Conservative leadership frontrunner Pierre Poilievre broke down Prime Minister Justin Trudeau's inflation in a video released across his social media on Tuesday. The video features Poilievre visiting his local grocery store to see just how high the price of food has gotten in the past year.
"Justinflation has struck again, we have the new inflation numbers up," said Poilievre. "They're at a 40-year high, almost 8 percent. Worst amongst the offending products is food. Up, up and away," said Poilievre, walking into his local grocery store.
"What can my bag of groceries tell you about Justinflation? Numbers out today, 10 percent increase in food prices. Let's go through the items and how much they've risen, one by one.
Poilievre then showed a number of groceries and the price that they had gone up, including
- Eggs, up 8.4 percent.
- Tomatoes, up 16.9 percent.
- Lettuce, up 21.6 percent.
- Pasta, up 17.1 percent.
- Ground beef, up 11.2 percent.
"10 percent food price inflation in one year alone. Why?" he asked. Poilievre blamed the carbon tax "that's increased the cost for farmers and truckers to produce and deliver the food that we eat."
He also blamed Trudeau for "running monster deficits that he's paying for with printed money. More dollars chasing fewer goods always equals higher prices for everything."
"The government gate keepers are driving up the cost of farmers to produce our food, and farmers to deliver it. Including the vaccine mandates, which means we have fewer truckers to deliver our food."
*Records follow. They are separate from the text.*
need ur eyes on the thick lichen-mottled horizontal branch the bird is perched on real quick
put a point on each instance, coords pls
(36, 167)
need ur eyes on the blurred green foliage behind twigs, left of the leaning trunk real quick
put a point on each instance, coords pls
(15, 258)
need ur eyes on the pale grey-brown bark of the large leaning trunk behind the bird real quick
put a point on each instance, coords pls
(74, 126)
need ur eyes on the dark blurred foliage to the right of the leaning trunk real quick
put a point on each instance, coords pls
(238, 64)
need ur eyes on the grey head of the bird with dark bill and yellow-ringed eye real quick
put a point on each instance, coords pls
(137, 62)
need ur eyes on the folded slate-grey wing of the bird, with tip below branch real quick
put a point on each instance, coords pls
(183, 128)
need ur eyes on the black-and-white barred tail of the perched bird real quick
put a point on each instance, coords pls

So what's the solution? Poilievre proposes:
- Get rid of the Trudeau carbon tax to reduce the cost of everything.
- Cap government sending through a pay-as-you-go law so we can phase out the deficit and stop printing inflationary money.
Poilievre announced his plan last week to cap spending with aims to make government more affordable with a "Pay-As-You-Go Law" that will make it so that the government find a dollar of savings for every dollar of new spending measures.
The Poilievre Pay-As-You-Go Act "would cap spending by requiring the government to find money for new measures within existing budgets, rather than increasing the debt and taxes. In order to introduce a new dollar of spending measures, the government would first need to find a matching dollar of savings. The law would exempt funding for national emergencies like wars, pandemics and natural disasters and spending increases that were previously budgeted (such as the annual growth in health transfers or military budgets) would not be impacted. However, new spending measures not previously budgeted would require matching savings," a statement from Poilievre says.
"The US Congress imposed a Pay-As-You-Go Law on the deficit-prone United States Federal Government in 1990. It remained in place throughout the Clinton administration. Within a few years of its introduction, the deficit was gone and America had its first balanced budget since 1969. The US government would then pay off $401.5 billion of debt (in nominal dollars) from 1998-2001 with the help of Pay-As-You-Go. The law expired under George W. Bush in 2002 and the US government immediately returned to deficit," the statement reads.
Poilievre continued in the video: "Let's get rid of the government gatekeepers that are burdening our hard working farmers so they can produce affordable, safe food for all of us, and get rid of all these mandates so our truckers can more affordably deliver that food to our local grocers. That's just common sense."